Brian Loftin

Personal information
- Full name: Brian James Loftin
- Date of birth: April 4, 1972 (age 54)
- Place of birth: Kansas City, Missouri, U.S.
- Height: 5 ft 10 in (1.78 m)
- Position: Forward

College career
- Years: Team / Apps / (Gls)
- 1991–1992: Army Cadets
- 1993–1994: Evansville Purple Aces

Senior career*
- Years: Team / Apps / (Gls)
- 1994–1998: Kansas City Attack (indoor) / 148 / (142)
- 1997: Carolina Dynamo / 32 / (15)
- 1998: Tampa Bay Mutiny / 8 / (0)
- 1998: → Charleston Battery (loan) / 5 / (2)
- 1999–2000: Milwaukee Rampage / 42 / (15)
- 1999–2003: Milwaukee Wave (indoor) / 151 / (138)

International career
- 1996–2000: U.S. Futsal / 12 / (5)

= Brian Loftin (soccer) =

American soccer player (born 1972)

Brian Loftin (born April 4, 1972) is an American retired soccer forward and was the commissioner of the Xtreme Soccer League. He played one season in Major League Soccer with the Tampa Bay Mutiny, as well as several seasons in the USISL. However, his greatest fame as a player came in eight seasons of indoor soccer where he was a consistent scoring threat with the Kansas City Attack and Milwaukee Wave. He also earned twelve caps, scoring five goals, with the United States national futsal team.

==Playing career==
Loftin graduated in 1990 from The Barstow School, an independent private school in Kansas City, Missouri, before attending the U.S. Military Academy at West Point for two years where he was a 1992 All Patriot League soccer player. He transferred to the University of Evansville in 1993. After completing his collegiate eligibility in the fall of 1994, Loftin attended an open tryout with the Kansas City Attack of the National Professional Soccer League.

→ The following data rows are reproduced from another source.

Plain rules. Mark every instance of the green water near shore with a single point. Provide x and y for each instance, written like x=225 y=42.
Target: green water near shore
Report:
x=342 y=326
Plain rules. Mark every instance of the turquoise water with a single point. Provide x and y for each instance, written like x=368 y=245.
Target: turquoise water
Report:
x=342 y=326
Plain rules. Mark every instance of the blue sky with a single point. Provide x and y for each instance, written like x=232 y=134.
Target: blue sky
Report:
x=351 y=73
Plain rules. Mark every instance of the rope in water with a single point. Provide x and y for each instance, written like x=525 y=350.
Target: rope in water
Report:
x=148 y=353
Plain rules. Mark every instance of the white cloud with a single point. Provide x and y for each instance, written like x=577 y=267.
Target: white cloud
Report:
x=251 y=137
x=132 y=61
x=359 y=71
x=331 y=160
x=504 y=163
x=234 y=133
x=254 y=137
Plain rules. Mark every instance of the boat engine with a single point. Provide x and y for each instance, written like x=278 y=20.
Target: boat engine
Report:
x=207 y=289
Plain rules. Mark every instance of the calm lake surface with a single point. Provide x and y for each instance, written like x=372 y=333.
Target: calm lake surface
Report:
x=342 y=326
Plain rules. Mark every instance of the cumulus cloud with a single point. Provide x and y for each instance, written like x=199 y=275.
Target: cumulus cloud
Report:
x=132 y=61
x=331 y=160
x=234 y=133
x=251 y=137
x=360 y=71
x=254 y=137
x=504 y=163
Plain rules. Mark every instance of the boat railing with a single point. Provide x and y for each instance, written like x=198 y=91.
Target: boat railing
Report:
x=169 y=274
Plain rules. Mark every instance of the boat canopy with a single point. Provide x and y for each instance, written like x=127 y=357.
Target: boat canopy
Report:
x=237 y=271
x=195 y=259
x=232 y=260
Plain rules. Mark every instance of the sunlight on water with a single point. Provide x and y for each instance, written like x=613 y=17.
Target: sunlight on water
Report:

He impressed the coaches and was signed to a contract, becoming a regular on the Attack front line for four seasons. In 1997, he played for the Carolina Dynamo in the USISL. In March 1998, the Tampa Bay Mutiny selected Loftin in the first round (second overall) in the 1998 MLS Supplemental Draft. He played eight games for the Mutiny that season. He also played five games for the Charleston Battery of USISL. In April 1999, he signed with the Milwaukee Rampage of the USL A-League. He would play outdoor summer soccer with the Rampage through the 2000 season. In 2000, he was First Team All League with the Rampage. Loftin also signed with the Milwaukee Wave of the NPSL and remained with them for four seasons before retiring in 2003. One of his most notable goals came in the Game 5 of the 2000 NPSL finals, in which Loftin executed a spectacular bicycle kick to score. In his last two seasons, the Wave played in the Major Indoor Soccer League. Loftin also earned twelve caps, scoring five goals, with the U.S. national futsal team between 1996 and 2000.

==Executive career==
In between his playing career with the Wave and becoming commissioner of the XSL, Loftin was the GM/CEO of the Chicago Storm.